The fatal flaw in defendant's case is demonstrated by its inability to prove any damages. Even assuming, arguendo, that plaintiff's actions were wrongful, defendant still only owes a debt which it voluntarily incurred. In fact it has experienced a substantial reduction in its payment schedule while interest has accrued at only 5¼ per cent far below the prime lending rate at any time since the first default. Even if the plaintiff's prayer for foreclosure and sale were denied, the full amount of the mortgage debt plus accrued interest would still be owed by defendant. The parties agree that a default would occur immediately if the original payment schedule were again imposed.
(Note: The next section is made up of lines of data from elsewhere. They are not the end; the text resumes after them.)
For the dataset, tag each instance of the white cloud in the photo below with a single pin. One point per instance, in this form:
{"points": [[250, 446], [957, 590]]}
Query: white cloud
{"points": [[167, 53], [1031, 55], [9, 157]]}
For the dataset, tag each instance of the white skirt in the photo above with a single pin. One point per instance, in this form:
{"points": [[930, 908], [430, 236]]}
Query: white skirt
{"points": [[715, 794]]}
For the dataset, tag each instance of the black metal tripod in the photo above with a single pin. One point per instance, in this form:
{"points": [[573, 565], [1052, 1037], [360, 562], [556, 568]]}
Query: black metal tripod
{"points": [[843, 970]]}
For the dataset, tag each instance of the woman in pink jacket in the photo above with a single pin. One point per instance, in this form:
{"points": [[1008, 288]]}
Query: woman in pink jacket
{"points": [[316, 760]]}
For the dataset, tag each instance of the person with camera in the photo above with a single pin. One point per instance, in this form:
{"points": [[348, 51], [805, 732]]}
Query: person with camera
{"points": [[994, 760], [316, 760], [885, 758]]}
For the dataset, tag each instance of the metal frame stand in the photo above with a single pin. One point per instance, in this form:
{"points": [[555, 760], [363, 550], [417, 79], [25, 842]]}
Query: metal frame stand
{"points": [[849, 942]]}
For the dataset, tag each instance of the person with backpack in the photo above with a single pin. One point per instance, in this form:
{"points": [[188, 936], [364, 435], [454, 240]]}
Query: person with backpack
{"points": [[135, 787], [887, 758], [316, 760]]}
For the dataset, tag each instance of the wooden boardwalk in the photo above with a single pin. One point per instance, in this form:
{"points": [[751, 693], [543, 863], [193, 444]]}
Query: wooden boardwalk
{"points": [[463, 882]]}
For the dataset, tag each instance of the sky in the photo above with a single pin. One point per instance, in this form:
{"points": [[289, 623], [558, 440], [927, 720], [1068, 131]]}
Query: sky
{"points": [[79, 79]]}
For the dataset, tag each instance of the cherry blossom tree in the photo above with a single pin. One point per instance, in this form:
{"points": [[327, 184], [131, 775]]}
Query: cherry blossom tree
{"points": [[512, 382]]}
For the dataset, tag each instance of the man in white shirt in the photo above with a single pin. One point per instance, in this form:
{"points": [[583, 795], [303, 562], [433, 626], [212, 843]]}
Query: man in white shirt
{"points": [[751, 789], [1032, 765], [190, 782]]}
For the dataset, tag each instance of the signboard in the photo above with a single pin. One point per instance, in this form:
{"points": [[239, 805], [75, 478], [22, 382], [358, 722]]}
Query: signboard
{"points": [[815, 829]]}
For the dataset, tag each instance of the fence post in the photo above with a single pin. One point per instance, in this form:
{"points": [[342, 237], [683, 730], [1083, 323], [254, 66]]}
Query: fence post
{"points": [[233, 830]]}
The counterclaim is dismissed.


This is a proceeding in equity for foreclosure and sale under the terms of the mortgages and mortgage notes. While the Regulatory Agreement was incorporated by reference into these documents, the matter of a monetary default is the only issue asserted by plaintiff against defendant partnership in this case. Any other potential claims plaintiff may have against the partnership or against the individual partners are not pleaded nor were any proofs offered. When plaintiff conducts a complete audit, it may or may not wish to proceed against the partnership or any of the individual partners for other possible violations of the Regulatory Agreement. Nothing in this opinion in any way bars, estops, or is res judicata as to any such potential claims.